Flow Augmentation and Knowledge Distillation for Lightweight Face Presentation Attack Detection
Pith reviewed 2026-05-14 19:50 UTC · model grok-4.3
The pith
Lightweight RGB-only student learns motion cues via distillation from a flow-augmented teacher, matching detection accuracy without computing optical flow at inference.
A machine-rendered reading of the paper's core claim, the machinery that carries it, and where it could break.
Core claim
A dual-branch teacher that fuses RGB frames with colorwheel-encoded optical flow produces motion-aware representations that can be transferred through logit distillation to an RGB-only student; the student thereby learns to detect presentation attacks by implicitly modeling motion and temporal consistency without any flow computation or extra blocks at inference time.
What carries the argument
Logit distillation that transfers motion-aware knowledge from the flow-augmented dual-branch teacher to the lightweight RGB-only student.
If this is right
- The student reaches 0.0 percent HTER on both Replay-Attack and Replay-Mobile datasets.
- It records 0.94 percent HTER on ROSE-Youtu and 0.42 percent ACER on OULU-NPU.
- Parameter and FLOP counts drop sharply compared with the teacher while inference speed reaches 52 FPS on an NVIDIA Jetson Orin Nano.
- The same RGB-only architecture handles 2D print, replay, 3D mask, makeup, and occlusion attacks under varied capture conditions.
Where Pith is reading between the lines
- The same training-time flow augmentation plus distillation pattern could be tested on other video tasks where motion matters but real-time RGB inference is required.
- Extending the student to accept occasional depth or infrared frames at training time might further improve robustness without changing the inference footprint.

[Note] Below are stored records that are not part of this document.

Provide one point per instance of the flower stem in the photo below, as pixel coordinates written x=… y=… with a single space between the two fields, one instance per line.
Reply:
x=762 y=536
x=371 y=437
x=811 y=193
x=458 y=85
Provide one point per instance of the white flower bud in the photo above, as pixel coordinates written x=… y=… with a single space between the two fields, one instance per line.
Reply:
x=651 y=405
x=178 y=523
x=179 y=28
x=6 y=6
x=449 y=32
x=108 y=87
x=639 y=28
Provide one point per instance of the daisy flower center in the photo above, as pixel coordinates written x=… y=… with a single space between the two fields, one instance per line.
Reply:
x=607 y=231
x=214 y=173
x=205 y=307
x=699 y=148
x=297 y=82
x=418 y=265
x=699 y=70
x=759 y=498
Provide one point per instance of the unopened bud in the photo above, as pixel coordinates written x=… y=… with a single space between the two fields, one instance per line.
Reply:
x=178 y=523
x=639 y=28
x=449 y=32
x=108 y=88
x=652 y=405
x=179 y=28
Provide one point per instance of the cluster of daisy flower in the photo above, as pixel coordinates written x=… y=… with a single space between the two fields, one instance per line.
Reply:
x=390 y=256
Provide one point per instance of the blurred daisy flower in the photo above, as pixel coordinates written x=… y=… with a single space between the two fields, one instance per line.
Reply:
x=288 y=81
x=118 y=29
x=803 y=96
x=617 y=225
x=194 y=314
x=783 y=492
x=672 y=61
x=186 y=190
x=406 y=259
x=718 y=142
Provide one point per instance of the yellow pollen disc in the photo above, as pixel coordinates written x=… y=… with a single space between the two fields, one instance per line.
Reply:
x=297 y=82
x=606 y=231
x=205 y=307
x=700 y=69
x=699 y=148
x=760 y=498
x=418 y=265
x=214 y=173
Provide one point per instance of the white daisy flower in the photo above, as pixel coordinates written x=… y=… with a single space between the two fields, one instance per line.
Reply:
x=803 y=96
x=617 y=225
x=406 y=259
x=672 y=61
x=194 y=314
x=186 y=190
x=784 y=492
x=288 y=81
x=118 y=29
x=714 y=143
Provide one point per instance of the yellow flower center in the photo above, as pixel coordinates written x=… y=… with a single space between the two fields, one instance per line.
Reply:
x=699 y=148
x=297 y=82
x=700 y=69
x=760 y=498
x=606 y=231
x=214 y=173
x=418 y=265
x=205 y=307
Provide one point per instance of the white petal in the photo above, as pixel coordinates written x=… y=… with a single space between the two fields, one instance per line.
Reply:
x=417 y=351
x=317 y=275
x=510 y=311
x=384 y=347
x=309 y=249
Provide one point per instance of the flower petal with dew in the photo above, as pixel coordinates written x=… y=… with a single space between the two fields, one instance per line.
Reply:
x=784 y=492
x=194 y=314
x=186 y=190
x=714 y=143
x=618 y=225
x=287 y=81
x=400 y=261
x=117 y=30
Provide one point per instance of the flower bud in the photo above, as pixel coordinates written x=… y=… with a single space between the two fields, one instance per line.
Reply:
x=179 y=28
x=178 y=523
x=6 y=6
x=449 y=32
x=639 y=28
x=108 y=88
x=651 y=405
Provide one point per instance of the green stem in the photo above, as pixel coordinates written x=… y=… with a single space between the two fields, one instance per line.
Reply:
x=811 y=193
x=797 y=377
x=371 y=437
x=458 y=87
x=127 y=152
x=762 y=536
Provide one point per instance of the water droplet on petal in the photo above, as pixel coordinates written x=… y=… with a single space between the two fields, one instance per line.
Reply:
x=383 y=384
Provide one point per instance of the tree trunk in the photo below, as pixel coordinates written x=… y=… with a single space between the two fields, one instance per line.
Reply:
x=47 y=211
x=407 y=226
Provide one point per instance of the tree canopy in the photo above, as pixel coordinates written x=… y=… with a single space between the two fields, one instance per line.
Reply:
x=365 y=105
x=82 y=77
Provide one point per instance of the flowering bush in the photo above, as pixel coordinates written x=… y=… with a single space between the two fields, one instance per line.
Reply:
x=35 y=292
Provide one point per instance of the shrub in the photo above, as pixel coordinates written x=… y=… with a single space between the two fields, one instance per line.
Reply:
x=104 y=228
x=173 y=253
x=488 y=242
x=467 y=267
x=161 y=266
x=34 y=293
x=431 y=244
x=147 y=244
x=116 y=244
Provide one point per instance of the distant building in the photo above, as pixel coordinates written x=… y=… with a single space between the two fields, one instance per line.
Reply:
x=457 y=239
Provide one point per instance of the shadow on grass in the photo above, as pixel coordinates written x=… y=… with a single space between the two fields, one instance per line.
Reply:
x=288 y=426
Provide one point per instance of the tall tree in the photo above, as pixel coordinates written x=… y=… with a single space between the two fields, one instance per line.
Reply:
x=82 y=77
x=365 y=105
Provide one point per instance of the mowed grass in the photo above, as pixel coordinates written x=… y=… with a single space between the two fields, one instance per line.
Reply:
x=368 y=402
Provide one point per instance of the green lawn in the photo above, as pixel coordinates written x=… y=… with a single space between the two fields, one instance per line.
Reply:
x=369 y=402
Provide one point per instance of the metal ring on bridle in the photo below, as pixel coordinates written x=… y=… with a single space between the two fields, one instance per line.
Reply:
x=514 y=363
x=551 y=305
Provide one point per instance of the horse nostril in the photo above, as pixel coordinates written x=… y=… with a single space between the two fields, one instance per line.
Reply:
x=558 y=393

- If the distillation generalizes, similar teacher-student pairs could reduce the cost of temporal modeling in surveillance or medical video analysis.
Load-bearing premise
That the teacher's logit outputs alone carry enough motion-discriminative signal for the student to replicate accurate behavior from RGB inputs only.
What would settle it
If the student shows a large rise in HTER relative to the teacher on a replay-attack dataset that emphasizes subtle motion differences, the distillation would be shown not to have transferred the necessary features.
Figures
read the original abstract
Face presentation attack detection (FacePAD) remains challenging under diverse spoofing representation, including 2D print and replay, 3D mask-based spoofing, makeup-induced appearance manipulation, and physical occlusions, as well as under varying capture conditions. Motion cues are highly discriminative for FacePAD but typically require explicit optical flow estimation, which introduces substantial computational overhead and limits real-time deployment. In this work, we leverage optical flow to enhance motion representation during training while eliminating the need for flow computation at inference. We propose a dual-branch teacher model that fuses appearance cues from RGB frames with motion cues derived from colorwheel-encoded optical flow, enabling effective modeling of micro-motions and temporal consistency. To enable efficient deployment, we introduce a knowledge distillation framework that transfers motion-aware knowledge from the flow-augmented teacher to a lightweight RGB-only student via logit distillation. As a result, the student implicitly learns motion-sensitive representations without requiring explicit flow estimation or additional feature extraction blocks at inference. Extensive experiments demonstrate strong performance across multiple benchmarks, achieving 0.0% HTER on Replay-Attack and Replay-Mobile, 0.94% HTER on ROSE-Youtu, 5.65% HTER on SiW-Mv2, and 0.42% ACER on OULU-NPU. The distilled student achieves performance comparable to or better than the teacher while significantly reducing parameters and FLOPs, achieving 52 FPS on an NVIDIA Jetson Orin Nano, indicating its suitability for real-time and resource-constrained FacePAD deployment.
Editorial analysis
A structured set of objections, weighed in public.
Referee Report
Summary. The paper proposes a dual-branch teacher model that fuses RGB appearance features with motion cues from colorwheel-encoded optical flow to improve FacePAD. It then applies logit distillation to transfer this knowledge to a lightweight RGB-only student, allowing the student to implicitly capture motion-sensitive representations without explicit flow computation or extra blocks at inference. The student reportedly achieves 0.0% HTER on Replay-Attack and Replay-Mobile, 0.94% HTER on ROSE-Youtu, 5.65% HTER on SiW-Mv2, and 0.42% ACER on OULU-NPU, while running at 52 FPS on an NVIDIA Jetson Orin Nano with reduced parameters and FLOPs compared to the teacher.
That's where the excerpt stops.